--- a/ffind Thu Sep 27 00:00:33 2012 -0400
+++ b/ffind Thu Sep 27 13:22:41 2012 -0400
@@ -132,64 +132,105 @@
return lambda s: l in s
def compile_git(line):
+ original_line = line
pat = ''
- # The following comments are (mostly) from gitignore(5).
-
- # If the pattern ends with a slash, it is removed for the purpose of the
- # following description, but it would only find a match with a directory. In
- # other words, foo/ will match a directory foo and paths underneath it, but
- # will not match a regular file or a symbolic link foo (this is consistent
- # with the way how pathspec works in general in git).

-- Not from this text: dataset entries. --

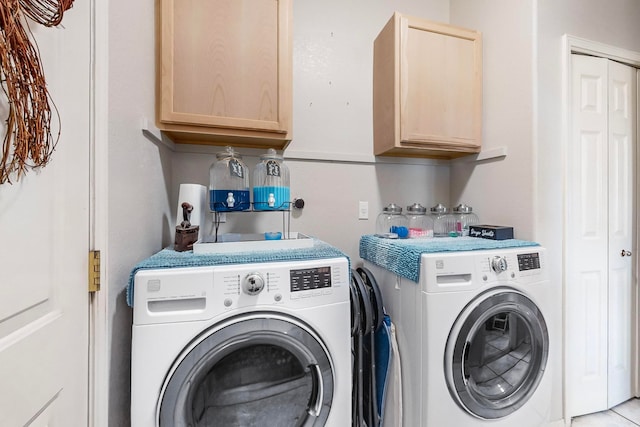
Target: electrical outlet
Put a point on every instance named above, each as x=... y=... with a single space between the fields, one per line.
x=363 y=210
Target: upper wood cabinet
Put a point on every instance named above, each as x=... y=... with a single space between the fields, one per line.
x=224 y=73
x=427 y=89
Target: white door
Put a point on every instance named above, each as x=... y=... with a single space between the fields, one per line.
x=44 y=232
x=600 y=226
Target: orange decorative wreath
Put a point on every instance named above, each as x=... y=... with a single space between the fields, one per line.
x=28 y=142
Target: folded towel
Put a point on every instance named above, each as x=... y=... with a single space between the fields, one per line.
x=168 y=258
x=402 y=256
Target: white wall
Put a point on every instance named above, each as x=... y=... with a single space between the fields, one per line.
x=139 y=181
x=500 y=190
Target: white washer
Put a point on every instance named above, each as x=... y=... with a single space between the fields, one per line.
x=251 y=344
x=479 y=339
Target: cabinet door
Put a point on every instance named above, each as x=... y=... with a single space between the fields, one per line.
x=440 y=84
x=427 y=89
x=225 y=64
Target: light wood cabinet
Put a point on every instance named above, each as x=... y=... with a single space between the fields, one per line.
x=427 y=89
x=224 y=72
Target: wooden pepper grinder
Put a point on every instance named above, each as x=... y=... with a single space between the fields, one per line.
x=186 y=234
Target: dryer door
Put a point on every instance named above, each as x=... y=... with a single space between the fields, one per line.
x=255 y=370
x=496 y=353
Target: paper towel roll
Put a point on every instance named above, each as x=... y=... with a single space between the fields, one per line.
x=196 y=195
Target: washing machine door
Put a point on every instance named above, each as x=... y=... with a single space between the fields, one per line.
x=258 y=370
x=496 y=353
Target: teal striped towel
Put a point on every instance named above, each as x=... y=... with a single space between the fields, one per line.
x=168 y=258
x=402 y=256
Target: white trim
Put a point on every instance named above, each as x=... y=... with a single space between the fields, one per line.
x=589 y=47
x=99 y=198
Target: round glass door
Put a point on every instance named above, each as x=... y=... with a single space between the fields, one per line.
x=496 y=353
x=252 y=372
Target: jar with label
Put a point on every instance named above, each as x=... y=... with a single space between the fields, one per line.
x=443 y=221
x=464 y=217
x=420 y=224
x=229 y=183
x=271 y=190
x=391 y=220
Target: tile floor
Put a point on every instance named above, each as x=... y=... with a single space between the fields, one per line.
x=626 y=414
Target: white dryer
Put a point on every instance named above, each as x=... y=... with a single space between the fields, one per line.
x=479 y=339
x=242 y=345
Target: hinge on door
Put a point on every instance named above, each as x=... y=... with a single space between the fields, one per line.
x=94 y=271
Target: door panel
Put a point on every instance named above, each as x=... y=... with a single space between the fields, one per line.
x=587 y=239
x=622 y=99
x=600 y=195
x=45 y=230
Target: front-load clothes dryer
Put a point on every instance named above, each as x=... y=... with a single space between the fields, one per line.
x=263 y=344
x=479 y=339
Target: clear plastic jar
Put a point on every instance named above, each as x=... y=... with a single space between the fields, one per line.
x=420 y=224
x=443 y=220
x=464 y=217
x=229 y=183
x=391 y=220
x=271 y=190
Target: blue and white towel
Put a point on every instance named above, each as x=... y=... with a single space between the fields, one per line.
x=168 y=258
x=402 y=256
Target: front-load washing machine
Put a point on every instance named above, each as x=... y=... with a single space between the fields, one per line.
x=479 y=339
x=262 y=344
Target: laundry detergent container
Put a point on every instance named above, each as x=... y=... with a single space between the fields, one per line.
x=229 y=183
x=271 y=191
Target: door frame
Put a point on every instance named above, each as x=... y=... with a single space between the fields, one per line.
x=99 y=348
x=573 y=45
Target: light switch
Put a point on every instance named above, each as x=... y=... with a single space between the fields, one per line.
x=363 y=210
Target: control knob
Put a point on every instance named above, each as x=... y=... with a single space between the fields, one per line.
x=499 y=264
x=253 y=284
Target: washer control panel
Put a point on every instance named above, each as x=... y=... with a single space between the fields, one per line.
x=295 y=284
x=253 y=284
x=184 y=294
x=455 y=271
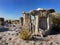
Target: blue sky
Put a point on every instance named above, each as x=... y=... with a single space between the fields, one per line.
x=12 y=9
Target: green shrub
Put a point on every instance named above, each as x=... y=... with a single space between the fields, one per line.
x=25 y=34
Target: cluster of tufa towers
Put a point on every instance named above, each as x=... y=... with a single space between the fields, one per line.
x=36 y=20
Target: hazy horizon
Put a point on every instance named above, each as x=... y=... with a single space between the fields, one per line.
x=12 y=9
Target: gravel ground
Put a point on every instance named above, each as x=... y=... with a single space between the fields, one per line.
x=10 y=37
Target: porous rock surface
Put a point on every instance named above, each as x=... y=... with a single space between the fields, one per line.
x=11 y=37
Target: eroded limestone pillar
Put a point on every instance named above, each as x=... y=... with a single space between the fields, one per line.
x=21 y=21
x=36 y=24
x=26 y=20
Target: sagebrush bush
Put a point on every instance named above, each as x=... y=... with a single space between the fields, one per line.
x=25 y=34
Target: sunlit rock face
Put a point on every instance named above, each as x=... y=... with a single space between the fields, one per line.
x=1 y=21
x=41 y=19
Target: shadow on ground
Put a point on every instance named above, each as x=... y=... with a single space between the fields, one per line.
x=3 y=29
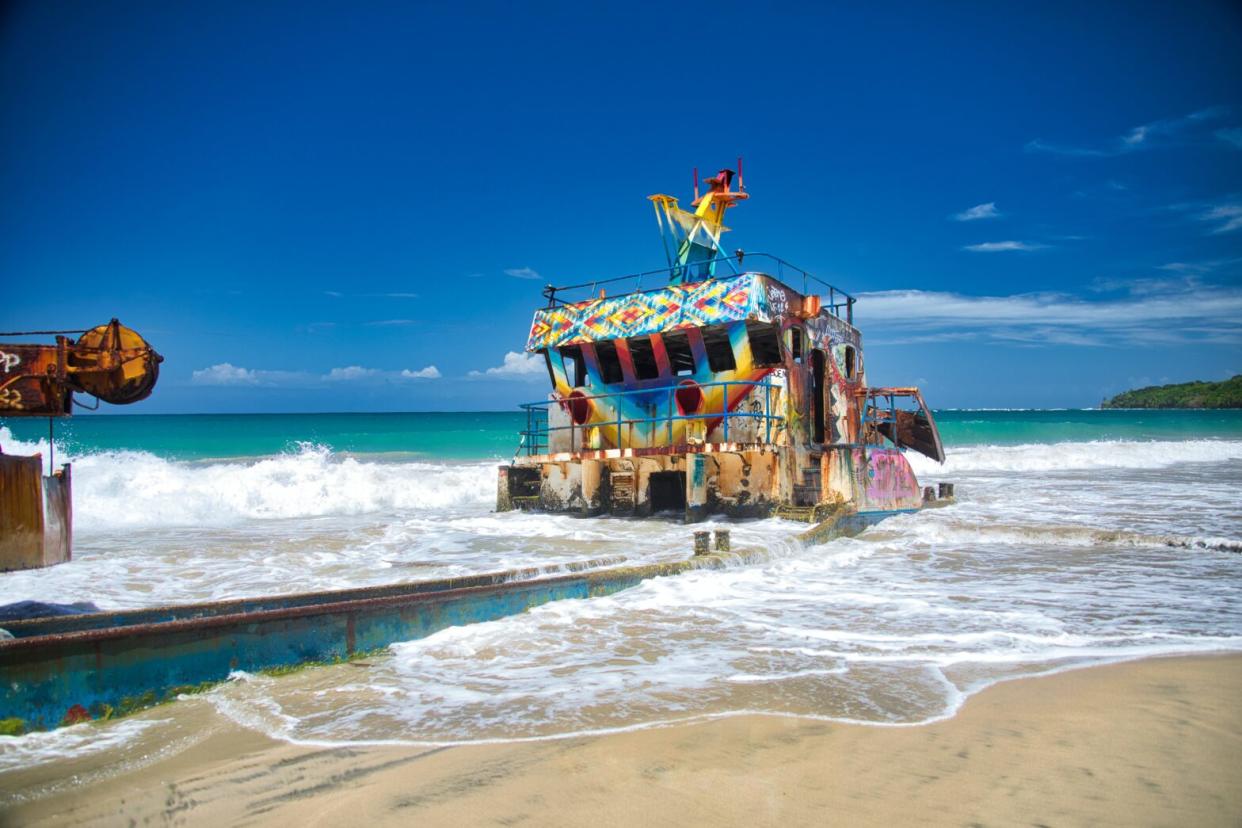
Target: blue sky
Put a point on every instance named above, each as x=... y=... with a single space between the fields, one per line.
x=353 y=206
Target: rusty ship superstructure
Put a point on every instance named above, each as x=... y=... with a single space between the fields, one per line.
x=733 y=385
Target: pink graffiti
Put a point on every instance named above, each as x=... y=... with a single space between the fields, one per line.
x=889 y=477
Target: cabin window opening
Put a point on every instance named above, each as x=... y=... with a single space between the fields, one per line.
x=643 y=356
x=552 y=375
x=764 y=343
x=681 y=358
x=719 y=349
x=610 y=364
x=575 y=368
x=667 y=490
x=817 y=409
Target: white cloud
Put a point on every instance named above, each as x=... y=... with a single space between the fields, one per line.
x=225 y=374
x=521 y=366
x=1142 y=137
x=997 y=247
x=1232 y=135
x=979 y=211
x=1180 y=312
x=1228 y=216
x=229 y=374
x=349 y=374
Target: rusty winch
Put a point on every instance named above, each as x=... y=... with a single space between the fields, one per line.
x=111 y=363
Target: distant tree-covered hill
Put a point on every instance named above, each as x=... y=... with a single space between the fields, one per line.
x=1185 y=395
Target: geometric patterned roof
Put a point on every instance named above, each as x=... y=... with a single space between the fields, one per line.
x=676 y=306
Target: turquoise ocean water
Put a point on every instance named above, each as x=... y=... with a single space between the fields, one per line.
x=463 y=436
x=1078 y=538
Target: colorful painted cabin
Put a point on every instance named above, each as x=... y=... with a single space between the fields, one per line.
x=724 y=390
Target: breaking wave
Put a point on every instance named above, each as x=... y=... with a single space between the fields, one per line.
x=131 y=489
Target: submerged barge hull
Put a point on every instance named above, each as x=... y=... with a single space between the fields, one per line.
x=67 y=669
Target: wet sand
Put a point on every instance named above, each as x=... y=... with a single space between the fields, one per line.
x=1145 y=742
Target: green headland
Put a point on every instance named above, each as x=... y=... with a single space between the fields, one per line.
x=1226 y=394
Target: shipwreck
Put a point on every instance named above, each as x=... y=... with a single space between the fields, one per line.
x=723 y=384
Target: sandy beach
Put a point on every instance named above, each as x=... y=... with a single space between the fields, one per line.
x=1154 y=742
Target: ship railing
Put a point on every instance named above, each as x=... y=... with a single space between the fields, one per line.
x=535 y=438
x=838 y=303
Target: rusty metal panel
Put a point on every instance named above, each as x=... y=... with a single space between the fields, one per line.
x=21 y=512
x=32 y=380
x=57 y=518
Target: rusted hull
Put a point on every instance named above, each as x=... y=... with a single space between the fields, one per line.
x=697 y=481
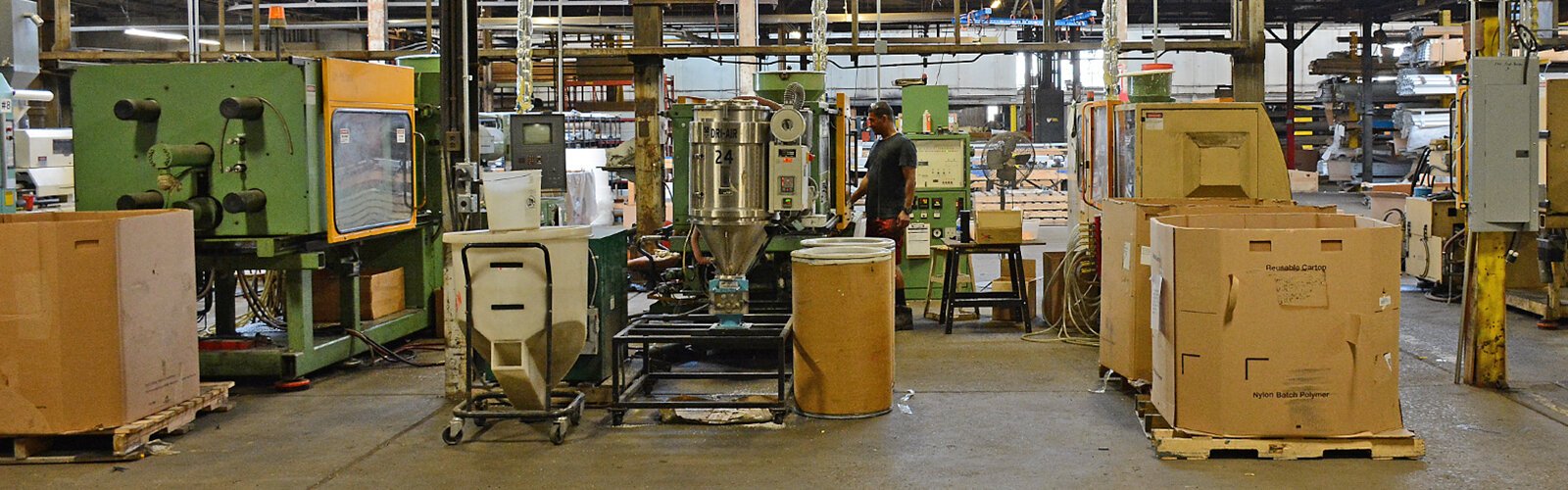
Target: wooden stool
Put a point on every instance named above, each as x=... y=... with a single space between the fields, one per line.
x=1013 y=299
x=933 y=280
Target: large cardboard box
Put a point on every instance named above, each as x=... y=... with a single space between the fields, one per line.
x=1277 y=323
x=98 y=319
x=1125 y=273
x=1031 y=289
x=1000 y=226
x=380 y=296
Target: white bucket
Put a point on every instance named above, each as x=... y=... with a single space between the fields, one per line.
x=872 y=242
x=512 y=198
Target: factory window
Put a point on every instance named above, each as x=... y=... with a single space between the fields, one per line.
x=372 y=169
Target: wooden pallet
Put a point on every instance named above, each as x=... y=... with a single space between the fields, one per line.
x=114 y=445
x=1123 y=383
x=1176 y=445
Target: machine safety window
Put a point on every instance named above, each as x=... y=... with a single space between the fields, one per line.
x=372 y=169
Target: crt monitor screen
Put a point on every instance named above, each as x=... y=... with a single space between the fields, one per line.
x=538 y=134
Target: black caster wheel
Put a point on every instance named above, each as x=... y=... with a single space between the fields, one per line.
x=292 y=385
x=559 y=430
x=451 y=437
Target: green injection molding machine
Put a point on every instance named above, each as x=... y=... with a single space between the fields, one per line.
x=287 y=169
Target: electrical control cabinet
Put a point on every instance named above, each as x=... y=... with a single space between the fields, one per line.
x=43 y=161
x=1502 y=137
x=941 y=187
x=788 y=177
x=941 y=162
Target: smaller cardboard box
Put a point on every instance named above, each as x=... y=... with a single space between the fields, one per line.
x=1277 y=323
x=1005 y=284
x=1000 y=226
x=380 y=296
x=1051 y=307
x=1303 y=181
x=98 y=319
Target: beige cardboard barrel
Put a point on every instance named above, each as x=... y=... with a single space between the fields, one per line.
x=872 y=242
x=843 y=330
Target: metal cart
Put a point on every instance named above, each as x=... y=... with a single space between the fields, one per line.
x=564 y=409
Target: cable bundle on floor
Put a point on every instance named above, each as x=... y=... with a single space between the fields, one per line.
x=1079 y=276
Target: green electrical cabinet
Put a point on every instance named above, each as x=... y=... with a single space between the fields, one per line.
x=940 y=190
x=606 y=304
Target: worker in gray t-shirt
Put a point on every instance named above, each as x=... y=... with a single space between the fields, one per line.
x=890 y=189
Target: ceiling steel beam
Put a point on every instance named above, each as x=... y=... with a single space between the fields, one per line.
x=673 y=51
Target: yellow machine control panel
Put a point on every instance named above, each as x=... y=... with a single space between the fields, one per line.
x=943 y=164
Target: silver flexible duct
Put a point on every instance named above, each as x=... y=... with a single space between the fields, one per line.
x=525 y=55
x=819 y=35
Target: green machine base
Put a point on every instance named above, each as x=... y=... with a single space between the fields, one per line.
x=295 y=352
x=608 y=307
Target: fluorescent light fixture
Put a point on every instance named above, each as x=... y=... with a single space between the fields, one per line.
x=167 y=36
x=156 y=35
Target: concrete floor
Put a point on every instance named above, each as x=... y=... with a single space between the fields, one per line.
x=988 y=411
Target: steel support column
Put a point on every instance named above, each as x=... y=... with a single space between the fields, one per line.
x=1484 y=354
x=648 y=74
x=1290 y=93
x=1368 y=112
x=62 y=20
x=1247 y=65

- # directories_only = line.endswith('/')
+ # From man gitignore 5:
+ # If the pattern ends with a slash, it is removed for the purpose of the
+ # following description, but it would only find a match with
+ # a directory. In other words, foo/ will match a directory foo and paths
+ # underneath it, but will not match a regular file or a symbolic link
+ # foo (this is consistent with the way how pathspec works in general in
+ # git).
+ #
+ # A leading slash matches the beginning of the pathname. For example,
+ # "/*.c" matches "cat-file.c" but not "mozilla-sha1/sha1.c".
+ #
+ # If the pattern does not contain a slash /, git treats it as a shell
+ # glob pattern and checks for a match against the pathname relative to
+ # the location of the .gitignore file (relative to the toplevel of the
+ # work tree if not from a .gitignore file).
+ #
+ # Otherwise, git treats the pattern as a shell glob suitable for
+ # consumption by fnmatch(3) with the FNM_PATHNAME flag: wildcards in the
+ # pattern will not match a / in the pathname. For example,
+ # "Documentation/*.html" matches "Documentation/git.html" but not
+ # "Documentation/ppc/ppc.html" or "tools/perf/Documentation/perf.html".
+ #
+ # If you can't tell what the hell this means you're not alone, because git's
+ # documentation is fucking inscrutable. Here's what I've come up with from
+ # trial and error:
+ #
+ # 0. Patterns ending in a slash will only match directories, and then you
+ # can ignore that slash for the rest of these rules.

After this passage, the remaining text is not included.